え?私?私は全属性の精霊に好かれてますよ。
光も闇も濃いですからね。
で、彼を助けることに決めました。
私は、牢屋の鍵を開け、(どうやったかは、いつもの如く企業秘密です)彼の傍らに膝を尽き、手早く、彼の状態を把握、彼は精霊に好かれている者なので、魔法で治癒術を施す。
精霊に好かれると言うことは精霊術の使い手でしょうし、精霊術を使う者には魔術よりも魔法の方が愛称がいいのですよ。
とりあえず、応急処置し、ここの小屋を片付けてからじっくり治療することにしましょう。

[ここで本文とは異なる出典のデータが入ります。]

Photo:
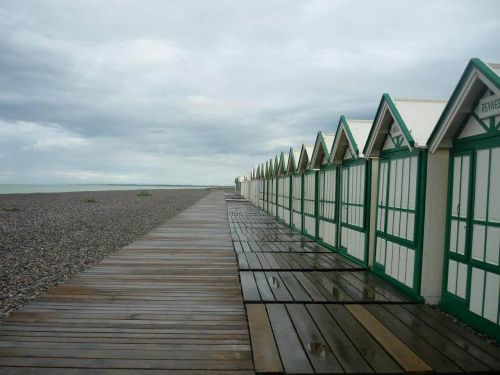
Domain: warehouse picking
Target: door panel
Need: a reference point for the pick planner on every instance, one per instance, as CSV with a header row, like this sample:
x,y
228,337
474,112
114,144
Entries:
x,y
459,205
475,174
352,209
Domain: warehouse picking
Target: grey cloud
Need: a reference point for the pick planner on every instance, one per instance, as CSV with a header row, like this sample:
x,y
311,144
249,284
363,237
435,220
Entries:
x,y
186,92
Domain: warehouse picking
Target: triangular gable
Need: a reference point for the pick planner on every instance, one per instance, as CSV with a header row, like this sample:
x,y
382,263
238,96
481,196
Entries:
x,y
293,158
276,165
283,164
270,170
305,158
478,81
407,123
321,150
350,140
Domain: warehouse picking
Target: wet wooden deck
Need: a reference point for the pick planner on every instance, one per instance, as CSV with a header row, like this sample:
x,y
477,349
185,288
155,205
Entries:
x,y
172,303
168,303
311,311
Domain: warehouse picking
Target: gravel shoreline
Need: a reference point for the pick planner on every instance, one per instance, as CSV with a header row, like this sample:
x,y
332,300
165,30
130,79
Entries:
x,y
47,238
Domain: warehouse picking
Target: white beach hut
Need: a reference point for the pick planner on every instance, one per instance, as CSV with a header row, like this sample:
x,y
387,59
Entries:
x,y
326,190
309,191
284,181
354,188
262,185
467,136
296,193
398,138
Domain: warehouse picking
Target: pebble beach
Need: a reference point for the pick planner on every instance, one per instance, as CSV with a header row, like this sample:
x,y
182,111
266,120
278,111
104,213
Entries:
x,y
47,238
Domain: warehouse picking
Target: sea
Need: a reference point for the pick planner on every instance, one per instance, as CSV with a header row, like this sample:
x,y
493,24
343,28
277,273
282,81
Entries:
x,y
26,188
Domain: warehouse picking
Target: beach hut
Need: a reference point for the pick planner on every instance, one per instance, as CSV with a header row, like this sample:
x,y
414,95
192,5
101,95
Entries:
x,y
326,219
284,182
237,184
296,193
274,207
267,186
398,138
354,188
271,195
262,185
308,174
467,136
244,186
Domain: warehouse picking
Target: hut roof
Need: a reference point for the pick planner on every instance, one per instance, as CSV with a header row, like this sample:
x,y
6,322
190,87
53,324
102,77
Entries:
x,y
415,119
305,158
350,134
283,164
322,148
293,158
476,79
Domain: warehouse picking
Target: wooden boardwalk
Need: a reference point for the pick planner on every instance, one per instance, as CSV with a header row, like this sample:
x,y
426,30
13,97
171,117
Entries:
x,y
169,301
172,303
311,311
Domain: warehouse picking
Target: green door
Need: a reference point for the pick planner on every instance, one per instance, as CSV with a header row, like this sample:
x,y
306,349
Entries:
x,y
471,286
327,202
297,202
309,214
397,235
353,241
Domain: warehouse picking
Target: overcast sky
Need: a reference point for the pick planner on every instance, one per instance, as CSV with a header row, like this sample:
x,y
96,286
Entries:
x,y
197,92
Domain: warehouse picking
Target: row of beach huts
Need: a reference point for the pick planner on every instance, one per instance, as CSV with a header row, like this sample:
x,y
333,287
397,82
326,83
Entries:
x,y
413,195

彼をゆっきーにお任せし、取り敢えず、先にここから離脱して近くで私を待ってて貰うことにしました。こんなお荷物背負っては面倒ですからね。
先ほど感じた、もう一つの気配は生気を感じるので、恐らく、自力で行動出来るくらいは元気でしょう。見捨てるか助けるかはわかりませんが、どちらにしろ、私が背負っていくようなことにはならないと思うのでゆっきーに早速、ここから離れてもらうことにしました。
ゆっきーが彼と供に魔法でここから、完全に消えるのを確認し、また、更に置くに進みます。